Lulus SD, Gie masuk sekolah menengah pertama, SMP Strada di Gambir.

Ada kisah unik saat Gie duduk di bangku kelas 2 SMP. Kenaikan kelas tiga, pihak sekolah menyatakan bahwa Gie tidak naik kelas dengan alasan prestasi Gie yang buruk sekali.

Namun, alasan sebenarnya adalah karena Gie selalu melawan gurunya, dan angka-angka nilainya dikurangi.

Akhirnya Gie pindah sekolah di sekolah keristen di Jakarta, kebetulan sekolah mengizinkannya naik ke kelas tiga. Selesai menempuh pendidikan SMP, Gie dinyatakan lulus dengan nilai di atas rata-rata.

Gie menamatkan pendidikan SMA di Kolese Kanisius jurusan sastra, dan memperdalam ilmu tersebut.

Bahkan ia juga tertarik dengan ilmu sejarah yang menjadi cikal-bakal kesadaran berpolitiknya, serta kritis dan tajam dalam menulis tulisan-tulisan catatan perjalanan.

Usai tamat SMA, Gie melanjutkan pendidikannya di Universitas Indonesia (UI), Fakultas Sastra, dan mengambil jurusan Sejarah. Mulai dari sinilah, Gie aktif menjadi aktivis kemahasiswaan.

Namun, pria kelahiran Jakarta ini mati muda. Bukan karena keterlibatannya sebagai demonstran, tapi ia dipanggil yang Kuasa dalam pendakian menaklukan puncak Gunung Semeru pada 16 Desember 1969 diusia 26 tahun.

Gie Sebagai Aktivis Mahasiswa

Berkas:Soehokgie.jpg

Saat remaja Gie sudah diuji pemahamannya tentang sejarah, politik, ekonomi Indonesia kala itu.

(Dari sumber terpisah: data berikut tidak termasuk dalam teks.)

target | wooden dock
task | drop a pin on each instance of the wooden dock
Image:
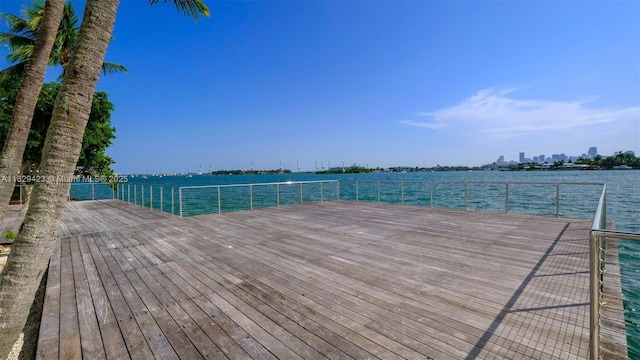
(330, 280)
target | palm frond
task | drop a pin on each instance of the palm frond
(15, 71)
(192, 8)
(15, 41)
(18, 25)
(111, 68)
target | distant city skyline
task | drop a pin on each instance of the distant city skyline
(383, 83)
(591, 153)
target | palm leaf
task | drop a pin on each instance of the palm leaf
(188, 7)
(14, 71)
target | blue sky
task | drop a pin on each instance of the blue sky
(378, 83)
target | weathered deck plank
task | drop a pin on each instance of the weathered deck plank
(330, 280)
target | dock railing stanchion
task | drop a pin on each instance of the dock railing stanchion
(558, 200)
(180, 200)
(506, 198)
(465, 195)
(250, 197)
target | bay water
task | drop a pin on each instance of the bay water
(623, 203)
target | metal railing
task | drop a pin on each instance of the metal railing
(78, 191)
(197, 200)
(607, 322)
(156, 197)
(538, 198)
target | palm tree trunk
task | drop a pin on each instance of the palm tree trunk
(25, 105)
(32, 248)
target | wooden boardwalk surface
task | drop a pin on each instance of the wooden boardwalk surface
(326, 280)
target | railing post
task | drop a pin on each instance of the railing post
(594, 296)
(180, 200)
(465, 195)
(558, 200)
(431, 193)
(506, 197)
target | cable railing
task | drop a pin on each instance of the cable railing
(198, 200)
(155, 197)
(610, 279)
(610, 276)
(536, 198)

Di saat Indonesia berada dalam masa paling mencekam sepanjang sejarah negara ini didirikan, Gie memenuhi panggilannya sebagai seorang intelektual muda dengan menulis kritik keras terhadap pemerintahan dan membangun bibit-bibit kesadaran demokrasi.

Gie dikenal sebagai seorang aktivis yang paling vokal mengkritik kinerja pemerintahan Orde Lama, era pemerintahan Presiden Soekarno.

Bahkan, Gie menjadi salah satu arsitek aksi long-march dan demonstrasi besar mahasiswa tahun 1966 yang menjadi awal kebangkitan gerakan mahasiswa secara nasional.

Kritis dan tajam, membuatnya pernah mendapatkan surat kaleng lantaran tulisannya di mingguan Mahasiswa Indonesia.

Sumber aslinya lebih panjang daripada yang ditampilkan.